Pam from Maribel, WI writes:
“Can you cut slips from a variegated red twig dogwood”
Pam, thanks for writing in. Yes, propagating red twig dogwood (or yellow twig or the many cultivars) is fairly simple from cuttings. (For those of you unfamiliar with terms like “slips” and “propagating”, these terms refer to methods of creating new plants from cuttings of existing plants.)

Spreading Shoots in Light Areas are Ready Divisions
Here in Western Washington it is often as simple as taking a cutting of younger growth, removing the lowest internode, and sticking the cutting into the soil. It is such a vigorous grower, that quite often it will take off on its own. However, dipping your twig dogwood’s cut end in a bit of rooting hormone may give you a little added insurance.
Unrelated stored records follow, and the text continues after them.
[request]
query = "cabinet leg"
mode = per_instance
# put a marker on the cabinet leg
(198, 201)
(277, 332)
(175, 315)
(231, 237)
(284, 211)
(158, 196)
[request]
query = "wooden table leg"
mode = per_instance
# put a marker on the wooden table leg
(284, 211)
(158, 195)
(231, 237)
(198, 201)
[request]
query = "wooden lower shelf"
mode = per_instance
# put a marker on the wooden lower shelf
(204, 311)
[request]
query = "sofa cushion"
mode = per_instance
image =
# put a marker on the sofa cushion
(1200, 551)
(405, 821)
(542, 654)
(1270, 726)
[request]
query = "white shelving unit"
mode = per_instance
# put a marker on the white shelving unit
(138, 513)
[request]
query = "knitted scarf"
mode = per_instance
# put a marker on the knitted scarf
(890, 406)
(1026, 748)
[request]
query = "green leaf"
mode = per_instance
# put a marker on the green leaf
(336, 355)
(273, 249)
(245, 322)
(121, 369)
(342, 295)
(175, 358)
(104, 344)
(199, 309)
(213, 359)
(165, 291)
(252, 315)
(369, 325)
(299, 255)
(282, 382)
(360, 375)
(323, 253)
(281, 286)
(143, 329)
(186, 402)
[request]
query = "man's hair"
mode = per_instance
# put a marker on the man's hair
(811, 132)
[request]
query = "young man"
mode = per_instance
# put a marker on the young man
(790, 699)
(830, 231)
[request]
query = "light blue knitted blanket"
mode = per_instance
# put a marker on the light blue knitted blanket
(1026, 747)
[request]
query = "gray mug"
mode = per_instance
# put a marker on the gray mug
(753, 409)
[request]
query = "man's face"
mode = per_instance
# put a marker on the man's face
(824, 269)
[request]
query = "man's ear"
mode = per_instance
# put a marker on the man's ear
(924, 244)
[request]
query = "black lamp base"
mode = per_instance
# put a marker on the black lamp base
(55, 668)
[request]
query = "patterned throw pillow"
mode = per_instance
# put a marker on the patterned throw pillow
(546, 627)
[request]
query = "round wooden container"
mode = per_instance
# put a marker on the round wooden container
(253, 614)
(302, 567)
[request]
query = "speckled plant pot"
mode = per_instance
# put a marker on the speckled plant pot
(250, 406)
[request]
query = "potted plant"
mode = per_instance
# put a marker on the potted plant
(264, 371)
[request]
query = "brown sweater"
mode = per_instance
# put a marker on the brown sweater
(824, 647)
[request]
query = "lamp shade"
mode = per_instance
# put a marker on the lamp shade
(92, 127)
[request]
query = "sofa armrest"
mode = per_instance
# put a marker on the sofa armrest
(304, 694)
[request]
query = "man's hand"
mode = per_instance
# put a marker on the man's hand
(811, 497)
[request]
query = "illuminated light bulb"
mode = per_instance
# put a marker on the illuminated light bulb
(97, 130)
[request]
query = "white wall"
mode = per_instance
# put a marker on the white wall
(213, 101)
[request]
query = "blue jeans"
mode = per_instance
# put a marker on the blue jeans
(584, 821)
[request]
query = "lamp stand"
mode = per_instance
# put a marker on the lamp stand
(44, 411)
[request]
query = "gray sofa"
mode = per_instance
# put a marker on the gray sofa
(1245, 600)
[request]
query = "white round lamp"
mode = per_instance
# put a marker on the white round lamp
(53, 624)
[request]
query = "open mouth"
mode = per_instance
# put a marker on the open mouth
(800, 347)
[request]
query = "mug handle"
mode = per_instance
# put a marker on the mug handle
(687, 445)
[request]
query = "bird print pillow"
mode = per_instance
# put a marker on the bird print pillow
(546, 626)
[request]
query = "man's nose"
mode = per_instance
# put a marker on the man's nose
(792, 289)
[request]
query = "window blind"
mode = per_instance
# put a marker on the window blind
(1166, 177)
By-the-way, did you know you can soak fresh willow in water for 24-48 hours and use that water as rooting hormone? Before you could buy rooting hormone in a jar, this was a traditional rooting stimulator.
There are other methods I’ve read about for propagating twig dogwoods by taking cuttings in fall and storing the cuttings indoors in sawdust over winter to create a bareroot type cutting. When I studied horticulture in college, a few fellow students experimented with this method only to come up with useless twigs by spring. However, it is a known method if you want to give it a shot.
Finally, I always suggest looking around the perimeter of your twig dogwood for spreading shoots. My Midwinter Fire twig dogwood has started spreading underground over the last few years, so it is fairly simple for me to create new plants by digging up the unwanted spreaders.